Омар Хайям спросил Бижана:
— Ты бывал в Туране?
— Нет.
— На берегах Джейхуна?
— Нет, не привелось.
— В Багдаде?
— Тоже нет. Я, уважаемый Омар, может быть, впервые оставил родной Нишапур.
— А я кое-где бывал, — сказал хаким. — И доложу тебе следующее: народ повсюду живет жалкой собачьей жизнью.
У Бижана отвисла челюсть.
— Неужели так же, как в Нишапуре?
— Может, еще хуже!
— Но ведь правители бывают разные…
— Мне жаль тебя, Бижан, ты слишком наивен.
— Так что же делать? Умирать, не проронив ни слова?
Омар Хайям осушил чашу, вытер салфеткой усы и губы. Он размышлял: огорчить этого славного Бижана или оставить в его душе местечко для надежды?..
— Я уверен, — говорил гость из Нишапура, — что если ты, который есть надим его величества, который лицезреет его величество, подашь нашу жалобу и присовокупишь просьбу и от себя, то дело выгорит. Милость его велика, и пусть частица ее обратится к нам.
Бедный Бижан!.. Омар Хайям припоминает черты юного Бижана — разорителя птичьих гнезд, драчуна и непоседы. Вот и прошли его годы, и сидит перед хакимом изрядно потрепанный жизныо человек. Нет, нельзя разрушать надежду, пусть он надеется… Нельзя! Иначе…
— Хорошо, — говорит Омар Хайям, — я переговорю с главным визирем, я испрошу у него совета и поступлю согласно его словам, которые высоко ценятся. Если надо будет, я обращусь и к его величеству. Но я не сделаю ничего такого, что может повредить тебе в Нишапуре. Ты меня понял?
Бижан кивнул.
Омар Хайям, казалось, что-то вспомнил. От удовольствия потер руки и спросил:
— Ты знаешь, Бижан, где пребывают добрые правители?

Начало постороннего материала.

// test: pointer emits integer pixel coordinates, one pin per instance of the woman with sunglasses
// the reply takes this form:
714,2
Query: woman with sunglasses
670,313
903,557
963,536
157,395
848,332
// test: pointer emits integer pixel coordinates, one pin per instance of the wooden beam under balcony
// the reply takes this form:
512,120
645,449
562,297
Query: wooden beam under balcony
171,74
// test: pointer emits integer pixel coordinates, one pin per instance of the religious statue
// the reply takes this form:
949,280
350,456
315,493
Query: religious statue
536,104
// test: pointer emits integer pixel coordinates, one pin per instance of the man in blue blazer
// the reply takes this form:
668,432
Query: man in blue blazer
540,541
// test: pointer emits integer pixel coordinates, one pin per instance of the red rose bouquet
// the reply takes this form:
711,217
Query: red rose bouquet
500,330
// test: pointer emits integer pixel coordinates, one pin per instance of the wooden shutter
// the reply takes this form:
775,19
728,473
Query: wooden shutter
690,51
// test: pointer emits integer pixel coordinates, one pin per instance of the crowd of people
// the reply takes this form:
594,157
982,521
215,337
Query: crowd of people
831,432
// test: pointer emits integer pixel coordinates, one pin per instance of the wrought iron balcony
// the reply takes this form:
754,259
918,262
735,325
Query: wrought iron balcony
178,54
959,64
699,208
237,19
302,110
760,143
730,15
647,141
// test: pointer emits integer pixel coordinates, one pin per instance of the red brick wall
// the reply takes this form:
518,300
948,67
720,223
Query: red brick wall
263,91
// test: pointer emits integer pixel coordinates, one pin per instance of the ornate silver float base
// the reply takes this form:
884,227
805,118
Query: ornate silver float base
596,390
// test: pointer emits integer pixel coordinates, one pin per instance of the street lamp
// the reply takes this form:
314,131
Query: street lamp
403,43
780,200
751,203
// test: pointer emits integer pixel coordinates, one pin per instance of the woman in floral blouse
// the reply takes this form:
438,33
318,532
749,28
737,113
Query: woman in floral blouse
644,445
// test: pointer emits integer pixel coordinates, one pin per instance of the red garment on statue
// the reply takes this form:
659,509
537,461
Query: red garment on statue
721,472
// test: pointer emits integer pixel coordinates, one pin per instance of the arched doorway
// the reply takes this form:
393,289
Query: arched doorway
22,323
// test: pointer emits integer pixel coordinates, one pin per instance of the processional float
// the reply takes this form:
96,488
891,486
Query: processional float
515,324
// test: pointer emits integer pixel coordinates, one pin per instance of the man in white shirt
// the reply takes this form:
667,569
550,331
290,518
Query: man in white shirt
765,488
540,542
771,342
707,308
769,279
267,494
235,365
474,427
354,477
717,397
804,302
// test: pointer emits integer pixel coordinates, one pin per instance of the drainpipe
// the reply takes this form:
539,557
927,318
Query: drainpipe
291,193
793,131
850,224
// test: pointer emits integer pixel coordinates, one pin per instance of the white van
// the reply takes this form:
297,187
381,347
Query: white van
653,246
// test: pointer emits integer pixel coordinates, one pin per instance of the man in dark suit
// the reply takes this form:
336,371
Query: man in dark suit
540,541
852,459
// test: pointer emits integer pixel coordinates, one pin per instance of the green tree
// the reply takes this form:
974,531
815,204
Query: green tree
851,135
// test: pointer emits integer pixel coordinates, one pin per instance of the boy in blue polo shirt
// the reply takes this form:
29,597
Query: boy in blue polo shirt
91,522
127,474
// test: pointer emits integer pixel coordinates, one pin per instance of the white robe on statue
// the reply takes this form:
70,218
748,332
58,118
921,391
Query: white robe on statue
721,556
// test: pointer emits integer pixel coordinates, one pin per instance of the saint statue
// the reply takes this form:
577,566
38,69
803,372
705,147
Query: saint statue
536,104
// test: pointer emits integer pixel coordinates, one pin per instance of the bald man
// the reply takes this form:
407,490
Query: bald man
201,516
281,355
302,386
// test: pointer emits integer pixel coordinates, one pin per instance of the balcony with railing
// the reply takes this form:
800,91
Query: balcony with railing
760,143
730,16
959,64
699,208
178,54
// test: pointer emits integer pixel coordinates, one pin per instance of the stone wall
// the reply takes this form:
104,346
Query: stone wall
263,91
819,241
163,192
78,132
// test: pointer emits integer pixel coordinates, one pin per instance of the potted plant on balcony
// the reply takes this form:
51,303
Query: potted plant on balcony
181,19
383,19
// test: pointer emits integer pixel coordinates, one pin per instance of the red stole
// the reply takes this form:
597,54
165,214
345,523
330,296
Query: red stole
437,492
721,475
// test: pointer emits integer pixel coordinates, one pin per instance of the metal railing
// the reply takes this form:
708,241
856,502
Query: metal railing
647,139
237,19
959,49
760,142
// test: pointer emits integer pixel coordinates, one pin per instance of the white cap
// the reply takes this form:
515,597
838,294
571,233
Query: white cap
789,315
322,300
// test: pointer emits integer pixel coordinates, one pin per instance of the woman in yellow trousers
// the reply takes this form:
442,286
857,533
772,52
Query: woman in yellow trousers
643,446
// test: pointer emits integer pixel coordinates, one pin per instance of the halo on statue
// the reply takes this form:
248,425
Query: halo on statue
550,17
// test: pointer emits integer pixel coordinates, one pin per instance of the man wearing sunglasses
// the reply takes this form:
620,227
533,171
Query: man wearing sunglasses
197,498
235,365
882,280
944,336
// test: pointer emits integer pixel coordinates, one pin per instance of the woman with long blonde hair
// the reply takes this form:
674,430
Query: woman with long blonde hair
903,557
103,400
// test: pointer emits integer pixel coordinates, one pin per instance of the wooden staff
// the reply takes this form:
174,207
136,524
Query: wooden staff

— Нет, дорогой Омар, не знаю.
— Как? — Омар Хайям рассмеялся. — Это известно всем, а ты не знаешь.
— Живем далеко от столицы… — оправдывался палаточник.
— Это ничего не значит… — Омар Хайям сказал наставительно: — Так знай же, Бижан, и скажи об этом всем в Нишапуре. Скажи по секрету, не кричи на весь базар… Так вот: добрые властители живут в аду или раю… Только там, и нигде больше!
Бижану эбнэ Хурраду хотелось плакать, И смеяться и плакать в одно и то же время…
16
Эльпи удивляется: откуда этот свет? Луна не толще, чем буква алиф[34]
. Повисла серпом над плоскими кровлями Исфахана. Небо темно-зеленое, как луг в апрельский день. Единственный, неповторимый луг еще детских лет на острове Кипре. Кто может объяснить это таинственное свечение, кто укажет на истоки его? Бог, аллах? Может, святой Мухаммад?Хаким смеется в ответ на ее вопросы. Какой бог, какой аллах? У Эльпи свой бог, у хакима свой. Нелепо спорить, чей лучше, чей справедливее, чей милосерднее.
Как нелепо? Эльпи крайне удивлена. Подобные речи в устах благочестивого хакима? И это в его годы? Когда человеку приличествует думать о рае и аде?..
О рае и аде? Хаким запрокидывает голову и пытается охватить ладонью ее груди. Но это не удается: груди упрямы, подобно двум ягнятам. Подобно шаловливым ягнятам на лугу, подобно двум прекраснейшим рыбкам из южных морей…
Он признается ей, что не мыслит рая без Эльпи. И ада тоже. Он говорит, что гурии ничто по сравнению с этими бутонами, которых не может охватить ладонью…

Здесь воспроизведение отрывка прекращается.